Caos. Foguetes sobre nós. Histeria. Medo. Explosões. Gritos

  • Yonit K.'s story

Estávamos como ovelhas em uma jaula, procurando um furo na cerca para que possamos fugir

5:00 manhã.

Eu e Tamar estamos deitados no pufe no espaço “Boas Pessoas”. Nós duas descansamos um pouco antes de voltarmos à pista ( de dança).

A Tamar pergunta: “Vamos fazer yoga às 7:30?”

Respondi: “Minha querida, até as 7:30 vamos fazer tantas coisas, que não sei se teremos força para a yoga”. Rimos pois sabíamos de tudo que íamos passar na pista nas duas próximas horas.


Às 6:30 a festa já tinha passado por vários picos de música do tipo que o corpo mexe-se sozinho, e você não pode pará-lo.

O nascer do sol já tinha passado, e esperávamos pelo próximo pico, ele sempre chega ao nascer do sol.
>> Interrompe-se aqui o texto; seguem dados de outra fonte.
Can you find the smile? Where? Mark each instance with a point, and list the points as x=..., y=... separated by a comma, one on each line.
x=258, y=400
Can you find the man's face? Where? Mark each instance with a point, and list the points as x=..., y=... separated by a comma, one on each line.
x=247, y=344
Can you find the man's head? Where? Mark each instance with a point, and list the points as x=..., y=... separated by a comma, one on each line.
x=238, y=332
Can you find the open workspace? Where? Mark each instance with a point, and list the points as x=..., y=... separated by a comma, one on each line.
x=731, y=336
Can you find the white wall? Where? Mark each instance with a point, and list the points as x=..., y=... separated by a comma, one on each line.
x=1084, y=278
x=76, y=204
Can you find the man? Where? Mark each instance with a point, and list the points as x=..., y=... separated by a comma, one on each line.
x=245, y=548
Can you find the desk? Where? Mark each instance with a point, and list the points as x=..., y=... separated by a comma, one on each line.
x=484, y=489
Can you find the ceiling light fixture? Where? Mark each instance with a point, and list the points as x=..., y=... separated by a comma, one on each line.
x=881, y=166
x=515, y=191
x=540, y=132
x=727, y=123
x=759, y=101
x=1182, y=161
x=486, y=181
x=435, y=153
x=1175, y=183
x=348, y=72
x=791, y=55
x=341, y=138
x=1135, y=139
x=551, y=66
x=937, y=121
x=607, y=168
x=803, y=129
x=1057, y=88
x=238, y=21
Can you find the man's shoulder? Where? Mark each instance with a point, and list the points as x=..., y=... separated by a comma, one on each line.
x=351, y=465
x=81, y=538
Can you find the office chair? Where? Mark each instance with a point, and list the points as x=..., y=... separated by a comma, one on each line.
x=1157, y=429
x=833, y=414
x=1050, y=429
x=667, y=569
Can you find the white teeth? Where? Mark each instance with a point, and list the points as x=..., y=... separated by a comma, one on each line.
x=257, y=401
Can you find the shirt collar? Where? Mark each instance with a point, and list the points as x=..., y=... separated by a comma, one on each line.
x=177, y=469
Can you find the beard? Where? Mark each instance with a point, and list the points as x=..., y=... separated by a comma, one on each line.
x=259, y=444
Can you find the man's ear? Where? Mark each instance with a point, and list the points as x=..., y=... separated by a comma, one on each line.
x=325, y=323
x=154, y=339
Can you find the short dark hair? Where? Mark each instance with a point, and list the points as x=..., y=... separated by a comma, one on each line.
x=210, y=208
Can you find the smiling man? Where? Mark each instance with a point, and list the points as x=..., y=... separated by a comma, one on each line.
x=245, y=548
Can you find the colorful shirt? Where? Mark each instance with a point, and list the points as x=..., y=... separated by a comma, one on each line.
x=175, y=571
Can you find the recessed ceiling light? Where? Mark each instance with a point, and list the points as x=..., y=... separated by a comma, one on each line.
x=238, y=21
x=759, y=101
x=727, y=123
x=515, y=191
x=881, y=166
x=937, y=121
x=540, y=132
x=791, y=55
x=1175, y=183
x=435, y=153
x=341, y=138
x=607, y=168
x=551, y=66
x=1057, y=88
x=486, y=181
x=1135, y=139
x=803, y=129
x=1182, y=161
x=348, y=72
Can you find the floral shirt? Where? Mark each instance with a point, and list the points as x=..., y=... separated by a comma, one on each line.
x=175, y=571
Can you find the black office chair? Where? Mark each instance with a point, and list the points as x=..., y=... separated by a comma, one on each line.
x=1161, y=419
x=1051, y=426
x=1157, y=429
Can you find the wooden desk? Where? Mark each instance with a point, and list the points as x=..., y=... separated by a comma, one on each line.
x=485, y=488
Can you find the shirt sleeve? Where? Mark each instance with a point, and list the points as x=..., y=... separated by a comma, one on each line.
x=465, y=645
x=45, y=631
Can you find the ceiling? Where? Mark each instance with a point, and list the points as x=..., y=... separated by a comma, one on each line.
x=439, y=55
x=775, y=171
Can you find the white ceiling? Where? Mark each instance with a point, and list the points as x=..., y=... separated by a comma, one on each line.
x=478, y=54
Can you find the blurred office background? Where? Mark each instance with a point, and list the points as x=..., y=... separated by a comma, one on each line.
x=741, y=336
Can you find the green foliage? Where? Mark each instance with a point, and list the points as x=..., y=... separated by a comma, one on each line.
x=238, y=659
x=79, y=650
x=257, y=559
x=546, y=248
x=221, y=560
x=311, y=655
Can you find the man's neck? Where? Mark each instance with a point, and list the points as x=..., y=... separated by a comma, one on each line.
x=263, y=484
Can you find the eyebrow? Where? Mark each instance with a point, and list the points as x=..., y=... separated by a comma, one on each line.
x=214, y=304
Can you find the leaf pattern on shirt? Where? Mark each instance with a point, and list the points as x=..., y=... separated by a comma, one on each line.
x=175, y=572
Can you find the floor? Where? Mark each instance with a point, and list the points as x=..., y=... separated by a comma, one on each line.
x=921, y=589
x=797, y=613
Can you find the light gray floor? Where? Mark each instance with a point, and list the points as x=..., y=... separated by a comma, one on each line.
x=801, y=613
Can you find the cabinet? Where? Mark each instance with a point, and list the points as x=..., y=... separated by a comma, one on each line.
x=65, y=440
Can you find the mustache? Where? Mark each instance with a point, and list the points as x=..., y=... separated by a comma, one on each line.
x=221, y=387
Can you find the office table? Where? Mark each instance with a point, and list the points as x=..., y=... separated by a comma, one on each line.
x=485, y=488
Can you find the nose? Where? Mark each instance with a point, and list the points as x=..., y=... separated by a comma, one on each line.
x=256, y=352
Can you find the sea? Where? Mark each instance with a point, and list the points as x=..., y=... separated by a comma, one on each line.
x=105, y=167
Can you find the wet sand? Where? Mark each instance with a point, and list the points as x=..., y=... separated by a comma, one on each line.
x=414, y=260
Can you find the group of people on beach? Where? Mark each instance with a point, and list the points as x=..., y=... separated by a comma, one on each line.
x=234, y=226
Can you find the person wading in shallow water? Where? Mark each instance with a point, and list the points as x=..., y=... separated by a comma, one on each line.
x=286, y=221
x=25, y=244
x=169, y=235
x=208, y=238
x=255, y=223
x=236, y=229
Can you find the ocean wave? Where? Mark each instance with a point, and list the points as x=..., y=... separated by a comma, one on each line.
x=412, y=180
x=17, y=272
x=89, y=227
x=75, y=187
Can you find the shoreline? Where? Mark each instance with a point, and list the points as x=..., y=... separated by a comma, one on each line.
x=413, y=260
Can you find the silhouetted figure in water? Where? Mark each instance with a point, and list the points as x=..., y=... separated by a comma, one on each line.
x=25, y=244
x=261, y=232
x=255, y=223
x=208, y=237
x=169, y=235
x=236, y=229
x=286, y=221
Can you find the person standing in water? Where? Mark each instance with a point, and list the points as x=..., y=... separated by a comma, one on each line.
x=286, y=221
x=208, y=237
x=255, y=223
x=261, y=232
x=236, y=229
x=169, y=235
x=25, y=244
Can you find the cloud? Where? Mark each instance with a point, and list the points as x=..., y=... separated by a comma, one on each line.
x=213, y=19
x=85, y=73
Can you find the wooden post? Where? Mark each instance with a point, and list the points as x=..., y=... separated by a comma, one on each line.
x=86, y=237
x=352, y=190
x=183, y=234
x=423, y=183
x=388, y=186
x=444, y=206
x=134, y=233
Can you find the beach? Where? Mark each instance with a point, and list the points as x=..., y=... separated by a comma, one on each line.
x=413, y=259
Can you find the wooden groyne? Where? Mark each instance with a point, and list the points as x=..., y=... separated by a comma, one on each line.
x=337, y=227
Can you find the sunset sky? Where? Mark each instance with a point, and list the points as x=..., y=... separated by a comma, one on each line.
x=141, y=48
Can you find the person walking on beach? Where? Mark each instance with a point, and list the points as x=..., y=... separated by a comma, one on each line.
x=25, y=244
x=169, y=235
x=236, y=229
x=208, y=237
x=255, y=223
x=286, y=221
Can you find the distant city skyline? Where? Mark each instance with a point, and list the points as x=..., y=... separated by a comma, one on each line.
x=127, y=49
Finalmente, nós cinco nos juntamos perto da pista, e nos abraçamos por muito tempo.

Tamri com Yaeli, eu com Nataly, e me parece que também houve um abraço sanduíche com Ifati no meio.

Antes que o sol subisse, fui com a Nataly e Yaeli buscar os óculos de sol, pois fico ofuscada facilmente, necessito dos óculos.


"Levantamos a cabeça e não acreditamos… São foguetes? Fogos de artifício?"

Nos despedimos das meninas na pista. Depois de uma caminhada de um minuto para a área do camping escutamos estouros sobre a festa.

Levantamos a cabeça e não acreditamos… São foguetes? Fogos de artifício?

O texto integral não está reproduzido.